The homelessness crisis and the anticipated increase in evictions are both very much income-driven and are among the disparities that have surfaced in a big way between those who have means and those who don’t, she says.
“We have over 8,000 rental units in the city and the number of households that we can support at some level of assistance is going to be about 1,000. I’m not sure exactly how many households we can support,” Honaker says.
Lussier says he can’t predict when the impact of the lifting of the moratorium will be felt. He says he and his staff have been working quickly to determine how the CDBG funding will be allocated.
“One piece of anxiety around this for me is that we’re still ironing things out,” he says. “I know this will create even more expectation around the resources available and our ability to meet those expectations.”

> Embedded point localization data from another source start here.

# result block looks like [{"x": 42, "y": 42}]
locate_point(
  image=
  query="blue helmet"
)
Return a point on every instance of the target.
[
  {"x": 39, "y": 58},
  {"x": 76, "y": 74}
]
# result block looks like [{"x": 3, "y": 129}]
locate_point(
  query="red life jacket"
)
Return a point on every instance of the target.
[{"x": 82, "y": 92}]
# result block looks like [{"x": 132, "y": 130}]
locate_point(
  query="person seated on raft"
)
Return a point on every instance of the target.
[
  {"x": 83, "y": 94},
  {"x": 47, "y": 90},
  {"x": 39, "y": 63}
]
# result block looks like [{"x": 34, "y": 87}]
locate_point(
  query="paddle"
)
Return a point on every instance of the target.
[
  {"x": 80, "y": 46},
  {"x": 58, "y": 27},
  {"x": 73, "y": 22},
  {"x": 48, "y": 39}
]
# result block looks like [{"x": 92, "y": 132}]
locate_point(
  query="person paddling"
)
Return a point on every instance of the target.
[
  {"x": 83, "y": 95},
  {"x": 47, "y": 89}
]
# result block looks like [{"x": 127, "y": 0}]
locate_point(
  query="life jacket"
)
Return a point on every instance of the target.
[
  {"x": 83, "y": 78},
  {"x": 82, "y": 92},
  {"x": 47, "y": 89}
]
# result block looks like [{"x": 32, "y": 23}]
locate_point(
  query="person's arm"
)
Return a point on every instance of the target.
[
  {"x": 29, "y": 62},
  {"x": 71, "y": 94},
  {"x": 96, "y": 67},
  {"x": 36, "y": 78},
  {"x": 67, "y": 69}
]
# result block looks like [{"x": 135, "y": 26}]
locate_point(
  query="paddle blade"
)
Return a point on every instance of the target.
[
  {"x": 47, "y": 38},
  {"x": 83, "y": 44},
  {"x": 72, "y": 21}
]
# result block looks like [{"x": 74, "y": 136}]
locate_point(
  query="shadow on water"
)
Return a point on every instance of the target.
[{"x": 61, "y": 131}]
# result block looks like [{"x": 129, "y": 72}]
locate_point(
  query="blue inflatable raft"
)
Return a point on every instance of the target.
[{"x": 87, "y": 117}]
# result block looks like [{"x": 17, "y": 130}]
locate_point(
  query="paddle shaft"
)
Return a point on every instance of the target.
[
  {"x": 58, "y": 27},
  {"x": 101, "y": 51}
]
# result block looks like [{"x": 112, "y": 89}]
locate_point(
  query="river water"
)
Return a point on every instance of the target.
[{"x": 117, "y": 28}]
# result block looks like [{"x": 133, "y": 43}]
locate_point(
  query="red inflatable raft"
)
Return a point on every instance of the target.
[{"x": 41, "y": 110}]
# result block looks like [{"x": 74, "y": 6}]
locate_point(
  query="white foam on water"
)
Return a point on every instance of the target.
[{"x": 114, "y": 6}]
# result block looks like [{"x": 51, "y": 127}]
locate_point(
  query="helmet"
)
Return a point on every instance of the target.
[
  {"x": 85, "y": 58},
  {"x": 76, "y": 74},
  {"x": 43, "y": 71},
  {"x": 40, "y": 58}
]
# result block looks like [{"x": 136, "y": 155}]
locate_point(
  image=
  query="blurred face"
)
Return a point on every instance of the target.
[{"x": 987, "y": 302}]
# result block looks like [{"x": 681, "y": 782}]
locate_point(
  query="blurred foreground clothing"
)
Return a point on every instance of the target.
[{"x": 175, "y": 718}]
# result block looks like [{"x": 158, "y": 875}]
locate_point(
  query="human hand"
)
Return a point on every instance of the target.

This brings up the need for a much broader conversation that needs to include discussion about housing costs, wage disparities, and the cost of not returning to work, Parker says. Her organization’s client base is individuals who fall below 125 percent of the federal poverty level. Many of them are working low-wage jobs that don’t cover the cost of basic needs like food, shelter, or clothing for themselves and their families.
Those who are part of the ALICE population aren’t always able to use the free legal services because they are above that federal poverty level. For them, the loss of a job or decreased work hours will “hit them hard,” Parker says.
“Even if people have jobs and the economy continues to open up, we still don’t have a vaccine for COVID-19. We’re still anticipating spikes and schools may be online with in-person options,” Parker says. “But, the reality for most working people is that if you can’t bring your kids to work with you, you have no option but to stay home. In a lot of cases that’s us every-day, lower-middle-class working people.”
Many of these individuals depend on caseworkers with the Department of Health and Human Services to navigate the system and find resources, but Parker says a number of these employees have been furloughed.
“We are going to have to figure out a way to maneuver through all of this,” she says.